在這種情況下,輸入的形狀為[74,1,1] 。
74 samples are present in the training data, the model is operating on a time step of 1, and 1 feature is being used in the model, i.e. a lagged version of the time series.
訓練數據中存在74個樣本,該模型以1的時間步長運行,并且模型中使用了1個特征,即時間序列的滯后版本。
LSTM建模 (LSTM Modelling)
An LSTM model is defined as follows:
LSTM模型定義如下:
# Generate LSTM networkmodel = tf.keras.Sequential()
model.add(LSTM(4, input_shape=(1, lookback)))
model.add(Dense(1))
model.compile(loss='mean_squared_error', optimizer='adam')
history=model.fit(X_train, Y_train, validation_split=0.2, epochs=100, batch_size=1, verbose=2)
An LSTM model is created with 4 neurons. The mean squared error is being used as the loss function — given that we are dealing with a regression problem. Additionally, the adam optimizer is used, with training done over 100 epochs with a validation split of 20%.

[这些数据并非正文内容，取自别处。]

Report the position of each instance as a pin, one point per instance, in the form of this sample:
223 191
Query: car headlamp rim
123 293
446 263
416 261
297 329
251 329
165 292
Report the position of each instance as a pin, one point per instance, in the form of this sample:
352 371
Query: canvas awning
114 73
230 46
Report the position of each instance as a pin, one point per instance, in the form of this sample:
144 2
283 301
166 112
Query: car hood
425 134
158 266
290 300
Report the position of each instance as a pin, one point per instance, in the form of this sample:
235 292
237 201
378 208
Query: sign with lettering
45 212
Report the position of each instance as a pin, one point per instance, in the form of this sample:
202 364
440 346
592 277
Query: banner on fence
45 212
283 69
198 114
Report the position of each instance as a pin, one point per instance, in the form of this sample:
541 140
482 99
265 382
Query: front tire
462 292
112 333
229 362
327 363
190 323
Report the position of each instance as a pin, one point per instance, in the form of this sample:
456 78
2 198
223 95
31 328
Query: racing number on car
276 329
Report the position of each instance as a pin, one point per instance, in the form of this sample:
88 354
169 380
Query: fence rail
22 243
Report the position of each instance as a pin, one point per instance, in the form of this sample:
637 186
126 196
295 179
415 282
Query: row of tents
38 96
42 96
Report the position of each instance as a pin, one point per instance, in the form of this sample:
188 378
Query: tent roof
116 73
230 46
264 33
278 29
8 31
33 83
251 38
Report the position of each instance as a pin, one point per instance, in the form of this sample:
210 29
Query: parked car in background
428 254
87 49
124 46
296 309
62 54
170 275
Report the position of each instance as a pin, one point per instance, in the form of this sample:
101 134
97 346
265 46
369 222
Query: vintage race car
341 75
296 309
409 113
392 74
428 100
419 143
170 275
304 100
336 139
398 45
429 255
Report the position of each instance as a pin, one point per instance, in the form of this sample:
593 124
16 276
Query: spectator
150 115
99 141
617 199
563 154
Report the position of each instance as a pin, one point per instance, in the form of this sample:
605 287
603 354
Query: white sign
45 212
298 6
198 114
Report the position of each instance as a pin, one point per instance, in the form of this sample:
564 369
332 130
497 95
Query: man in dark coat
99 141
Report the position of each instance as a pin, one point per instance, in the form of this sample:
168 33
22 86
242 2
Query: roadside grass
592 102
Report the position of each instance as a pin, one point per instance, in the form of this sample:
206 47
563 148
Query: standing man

用4個神經元創(chuàng)建一個LSTM模型。 考慮到我們正在處理回歸問題,均方誤差被用作損失函數。 此外,使用了adam優(yōu)化程序,訓練了100多個紀元,驗證間隔為20%。
Here is a visual overview of the training and validation loss:
這是培訓和驗證損失的直觀概述:
# list all data in historyprint(history.history.keys())
# summarize history for accuracy
plt.plot(history.history['loss'])
plt.plot(history.history['val_loss'])
plt.title('model loss')
plt.ylabel('loss')
plt.xlabel('epoch')
plt.legend(['train', 'val'], loc='upper left')
plt.show()
We can see that after an initial increase in the validation loss, the loss starts to decrease after about 10 epochs.
我們可以看到,在最初增加驗證損失后,損失大約在10個紀元后開始減少。
Now, the predictions are converted back to the original scale:
現在,將預測轉換回原始比例:
# Convert predictions back to normal valuestrainpred = scaler.inverse_transform(trainpred)
Y_train = scaler.inverse_transform([Y_train])
valpred = scaler.inverse_transform(valpred)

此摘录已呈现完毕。